You should totally see the movie Teeth. It's terrible as a horror film but amazing as a comedy so you should watch it as such. Lots and lots of severed penises there.

See Black Swan Immediately said...

Dear Sir,
We've already discussed why you're wrong about Kick-Ass being good and Scott Pilgrim being bad, so I won't go into that right now. However, I WILL point out that you transposed "former" and "latter" up there.

See you at Christmas,
Cousin-in-law

ZL said...

See, I thought about referencing our argument in this blog post but I did not. We may not see eye-to-eye on Scott Pilgrim and Kick-Ass (granted, my argument about visual coherence being very important is also a check in Scott Pilgrim's column), but at least we can take solace in the fact that critics hated both of them.

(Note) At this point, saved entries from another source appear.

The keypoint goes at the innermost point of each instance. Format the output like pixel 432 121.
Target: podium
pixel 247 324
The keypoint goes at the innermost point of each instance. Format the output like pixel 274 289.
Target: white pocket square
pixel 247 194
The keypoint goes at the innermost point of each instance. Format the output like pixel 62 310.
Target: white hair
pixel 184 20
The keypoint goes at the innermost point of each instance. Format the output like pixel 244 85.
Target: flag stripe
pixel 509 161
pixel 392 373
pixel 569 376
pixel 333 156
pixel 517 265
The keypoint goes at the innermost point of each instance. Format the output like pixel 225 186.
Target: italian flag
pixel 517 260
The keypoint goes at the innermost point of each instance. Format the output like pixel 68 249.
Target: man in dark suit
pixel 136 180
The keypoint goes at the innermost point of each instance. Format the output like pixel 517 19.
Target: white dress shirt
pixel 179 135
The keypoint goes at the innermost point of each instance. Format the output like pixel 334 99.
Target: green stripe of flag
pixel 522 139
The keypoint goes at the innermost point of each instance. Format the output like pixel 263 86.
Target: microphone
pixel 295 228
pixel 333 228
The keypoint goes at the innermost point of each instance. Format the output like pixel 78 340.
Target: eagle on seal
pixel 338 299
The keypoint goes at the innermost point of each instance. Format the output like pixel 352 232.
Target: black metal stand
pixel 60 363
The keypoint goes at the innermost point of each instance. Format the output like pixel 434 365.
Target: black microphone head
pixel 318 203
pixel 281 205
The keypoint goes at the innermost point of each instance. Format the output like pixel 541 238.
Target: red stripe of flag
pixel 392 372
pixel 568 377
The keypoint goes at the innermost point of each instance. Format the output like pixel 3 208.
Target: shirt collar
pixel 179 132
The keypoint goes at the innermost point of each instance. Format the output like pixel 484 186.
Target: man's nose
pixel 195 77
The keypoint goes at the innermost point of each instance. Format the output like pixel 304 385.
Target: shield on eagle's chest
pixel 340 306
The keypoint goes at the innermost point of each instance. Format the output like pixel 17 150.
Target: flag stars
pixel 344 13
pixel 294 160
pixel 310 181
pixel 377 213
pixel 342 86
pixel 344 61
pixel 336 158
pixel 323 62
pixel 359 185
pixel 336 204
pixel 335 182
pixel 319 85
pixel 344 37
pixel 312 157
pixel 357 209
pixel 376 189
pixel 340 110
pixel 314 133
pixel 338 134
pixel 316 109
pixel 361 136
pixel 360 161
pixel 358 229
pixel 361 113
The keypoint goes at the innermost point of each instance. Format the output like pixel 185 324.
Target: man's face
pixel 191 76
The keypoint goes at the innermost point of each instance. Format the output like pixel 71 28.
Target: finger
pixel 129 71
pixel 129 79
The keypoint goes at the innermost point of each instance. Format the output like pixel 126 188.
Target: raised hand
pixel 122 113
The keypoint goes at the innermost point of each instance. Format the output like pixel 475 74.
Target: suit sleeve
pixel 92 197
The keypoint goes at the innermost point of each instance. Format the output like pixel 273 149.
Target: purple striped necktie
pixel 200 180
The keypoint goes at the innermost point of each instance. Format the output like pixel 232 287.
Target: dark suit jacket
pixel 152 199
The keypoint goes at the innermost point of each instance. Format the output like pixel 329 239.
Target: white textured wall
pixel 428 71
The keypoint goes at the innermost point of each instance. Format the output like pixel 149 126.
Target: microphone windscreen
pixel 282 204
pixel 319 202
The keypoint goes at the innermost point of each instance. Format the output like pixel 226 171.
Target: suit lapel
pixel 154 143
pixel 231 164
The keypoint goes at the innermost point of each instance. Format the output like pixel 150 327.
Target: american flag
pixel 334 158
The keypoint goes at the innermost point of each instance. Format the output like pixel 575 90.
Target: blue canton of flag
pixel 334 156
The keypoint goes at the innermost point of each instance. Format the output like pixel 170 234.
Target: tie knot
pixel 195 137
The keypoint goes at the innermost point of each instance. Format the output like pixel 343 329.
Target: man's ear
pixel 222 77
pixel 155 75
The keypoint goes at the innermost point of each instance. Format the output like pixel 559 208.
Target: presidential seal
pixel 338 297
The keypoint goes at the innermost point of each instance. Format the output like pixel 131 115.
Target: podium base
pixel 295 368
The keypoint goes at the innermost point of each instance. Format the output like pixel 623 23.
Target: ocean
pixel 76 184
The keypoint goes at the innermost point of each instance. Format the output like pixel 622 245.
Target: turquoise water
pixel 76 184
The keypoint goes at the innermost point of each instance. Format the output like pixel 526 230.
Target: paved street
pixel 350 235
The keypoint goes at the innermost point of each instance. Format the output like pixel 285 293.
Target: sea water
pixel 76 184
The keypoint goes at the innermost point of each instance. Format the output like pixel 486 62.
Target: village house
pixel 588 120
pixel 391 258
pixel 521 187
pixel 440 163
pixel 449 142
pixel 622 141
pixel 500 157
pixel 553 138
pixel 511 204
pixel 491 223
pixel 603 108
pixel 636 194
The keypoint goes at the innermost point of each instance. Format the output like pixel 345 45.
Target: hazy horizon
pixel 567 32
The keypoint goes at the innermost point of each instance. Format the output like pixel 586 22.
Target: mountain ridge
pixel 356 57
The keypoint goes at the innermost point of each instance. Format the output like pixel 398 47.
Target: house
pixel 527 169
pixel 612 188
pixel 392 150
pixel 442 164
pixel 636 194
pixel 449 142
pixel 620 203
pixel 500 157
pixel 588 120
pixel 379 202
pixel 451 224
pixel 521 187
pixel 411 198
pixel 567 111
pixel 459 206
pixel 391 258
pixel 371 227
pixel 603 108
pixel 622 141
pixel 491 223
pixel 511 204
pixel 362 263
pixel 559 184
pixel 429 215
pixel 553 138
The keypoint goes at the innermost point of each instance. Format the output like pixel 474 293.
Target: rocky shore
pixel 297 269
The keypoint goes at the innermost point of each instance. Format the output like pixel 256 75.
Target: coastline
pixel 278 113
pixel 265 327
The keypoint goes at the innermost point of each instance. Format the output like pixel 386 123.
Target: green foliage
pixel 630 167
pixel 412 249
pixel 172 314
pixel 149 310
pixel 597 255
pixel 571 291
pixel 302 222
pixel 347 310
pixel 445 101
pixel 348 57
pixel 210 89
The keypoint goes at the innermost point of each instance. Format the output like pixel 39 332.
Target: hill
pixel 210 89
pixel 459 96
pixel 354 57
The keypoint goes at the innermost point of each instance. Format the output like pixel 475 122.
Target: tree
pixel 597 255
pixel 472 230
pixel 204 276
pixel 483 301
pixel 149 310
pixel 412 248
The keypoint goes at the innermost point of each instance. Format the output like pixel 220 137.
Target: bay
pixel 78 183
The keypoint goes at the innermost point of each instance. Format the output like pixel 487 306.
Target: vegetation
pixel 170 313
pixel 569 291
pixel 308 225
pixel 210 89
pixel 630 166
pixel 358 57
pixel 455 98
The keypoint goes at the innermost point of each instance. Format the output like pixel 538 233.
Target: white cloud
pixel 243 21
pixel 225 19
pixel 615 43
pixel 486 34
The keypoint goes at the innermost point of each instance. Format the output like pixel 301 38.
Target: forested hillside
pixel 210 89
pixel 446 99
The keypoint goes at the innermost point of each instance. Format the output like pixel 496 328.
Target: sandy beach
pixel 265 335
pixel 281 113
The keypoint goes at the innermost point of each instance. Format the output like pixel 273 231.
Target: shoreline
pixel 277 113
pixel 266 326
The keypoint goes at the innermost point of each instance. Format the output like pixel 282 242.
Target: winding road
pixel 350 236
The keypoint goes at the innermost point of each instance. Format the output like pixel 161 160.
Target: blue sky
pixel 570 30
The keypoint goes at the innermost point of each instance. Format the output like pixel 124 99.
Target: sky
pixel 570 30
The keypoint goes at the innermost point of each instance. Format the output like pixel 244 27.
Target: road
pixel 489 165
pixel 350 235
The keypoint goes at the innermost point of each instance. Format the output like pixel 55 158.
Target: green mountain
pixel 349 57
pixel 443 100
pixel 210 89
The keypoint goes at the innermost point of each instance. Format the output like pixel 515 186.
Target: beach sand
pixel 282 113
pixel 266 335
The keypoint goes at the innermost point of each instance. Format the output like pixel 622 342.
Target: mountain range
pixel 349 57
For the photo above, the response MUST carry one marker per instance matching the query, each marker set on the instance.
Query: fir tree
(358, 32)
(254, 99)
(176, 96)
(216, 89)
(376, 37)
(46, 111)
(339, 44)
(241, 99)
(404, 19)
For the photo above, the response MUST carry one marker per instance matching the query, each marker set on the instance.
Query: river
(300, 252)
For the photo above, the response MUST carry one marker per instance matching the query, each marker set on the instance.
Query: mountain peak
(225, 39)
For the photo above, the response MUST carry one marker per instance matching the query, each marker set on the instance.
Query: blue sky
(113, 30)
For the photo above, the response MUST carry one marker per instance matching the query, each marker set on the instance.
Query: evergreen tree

As for the typo, I'm going to justify that by saying I wrote this while also wrapping Christmas presents and also watching Elf.

And as for Black Swan, it is not me but your cousin who needs to be convinced.

MP said...

....critics didn't hate Kick-Ass. It got 5 stars...

ZL said...

It got five stars from whom? All of the critics?

Here's Manohla Dargis:
http://movies.nytimes.com/2010/04/16/movies/16kick.html

And Dana Stevens
http://www.slate.com/id/2251000/

Unknown said...

Um, I actually really resent that comment about Teeth, because that's how it was pitched to me. When I saw it though, I'm sorry but it CAN'T be funny. When she bites off penises with her vagina teeth its because she keeps getting sexually assaulted. That really, REALLY can't be funny. What the fuck. No.

MP said...

Well, obviously not ALL critics liked it. I mean, they are critics. But I'm sure it was generally praised by critics, and got heaps of good reviews. At least in Australia it did, maybe the critics in America had different views.

Kaley Etheridge (GabrielWingue on the LB Comic Forums) said...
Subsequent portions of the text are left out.